Oracle is bringing its long history of embracing open standards and open platforms to the age of AI. Customers can use Oracle AI to analyse data in any data stores- on-premises ( databases – Oracle, DB2, PostgreSQL, Teradata, MySQL etc) & Cloud data sources (Snowflake, Databricks, AWS Redshift, Salesforce, ServiceNow etc) using Oracle AI Database’s advanced Federated query capabilities to create an AI proxy database.
Perhaps the most transformative component arrives in Oracle’s Autonomous AI Lakehouse, a fully open multicloud data plane built around Apache Iceberg.

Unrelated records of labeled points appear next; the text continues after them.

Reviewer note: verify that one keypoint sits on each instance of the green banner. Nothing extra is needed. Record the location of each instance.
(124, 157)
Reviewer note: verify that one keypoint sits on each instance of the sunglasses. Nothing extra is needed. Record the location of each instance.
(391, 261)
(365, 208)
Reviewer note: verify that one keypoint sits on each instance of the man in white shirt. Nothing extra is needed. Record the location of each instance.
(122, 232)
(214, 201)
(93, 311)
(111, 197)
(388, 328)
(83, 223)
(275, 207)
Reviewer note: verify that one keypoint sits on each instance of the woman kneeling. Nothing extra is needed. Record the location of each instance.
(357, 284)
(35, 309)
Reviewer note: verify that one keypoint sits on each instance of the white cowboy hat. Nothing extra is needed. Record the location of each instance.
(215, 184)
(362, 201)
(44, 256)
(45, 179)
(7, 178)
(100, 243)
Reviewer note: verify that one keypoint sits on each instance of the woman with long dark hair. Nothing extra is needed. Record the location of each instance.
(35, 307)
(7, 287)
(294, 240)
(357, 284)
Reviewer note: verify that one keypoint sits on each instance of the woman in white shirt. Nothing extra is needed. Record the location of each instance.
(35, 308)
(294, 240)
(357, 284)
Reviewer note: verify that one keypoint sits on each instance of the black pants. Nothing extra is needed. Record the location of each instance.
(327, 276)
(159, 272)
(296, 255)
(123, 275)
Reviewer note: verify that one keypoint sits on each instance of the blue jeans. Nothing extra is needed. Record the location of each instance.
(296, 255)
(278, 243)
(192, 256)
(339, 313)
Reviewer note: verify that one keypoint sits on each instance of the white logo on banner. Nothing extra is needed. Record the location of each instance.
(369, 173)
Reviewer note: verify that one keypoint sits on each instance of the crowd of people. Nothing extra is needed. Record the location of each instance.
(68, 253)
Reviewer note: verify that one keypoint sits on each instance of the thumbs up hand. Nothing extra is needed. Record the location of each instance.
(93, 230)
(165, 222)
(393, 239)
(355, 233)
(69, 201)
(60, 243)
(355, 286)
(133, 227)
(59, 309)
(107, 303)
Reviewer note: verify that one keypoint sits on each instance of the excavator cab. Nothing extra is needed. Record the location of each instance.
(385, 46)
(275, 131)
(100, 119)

Rather than forcing organisations to rip data from S3 buckets or Azure Data Lake storage into proprietary systems, Iceberg lets teams query data “in place” while applying Oracle’s full AI and analytic stack.
The lakehouse automatically discovers metadata across platforms (Iceberg data catalogues (AWS Glue, Databricks Unity, Snowflake open catalogue), Datalakes (AWS S3, Google Cloud, Azure, OCI) & Databases (Oracle, MySQL, SQL Server) using its “catalogue of catalogues,” supports high-performance scanning via Data Lake Accelerator, and connects transparently with Spark, Python, and native SQL.
The result is a long-sought promise: enterprises can unify analytics, AI inference, operational data, and unstructured content without moving data or maintaining parallel infrastructures. Workloads run where they make the most sense, and can shift over time without rearchitecting.
“With this model, cloud becomes a flexible substrate beneath an AI-native data and governance layer,” Birmi adds. “The enterprise journey toward AI transformation is less about migration and more about activation.”
In a landscape where every enterprise wants to become AI-driven but few can re-engineer systems fast enough, Oracle’s multi-cloud data strategy offers a pragmatic and technically elegant solution. It meets customers where they are, keeps data where it already resides, and brings AI directly to the systems that manage mission-critical operations.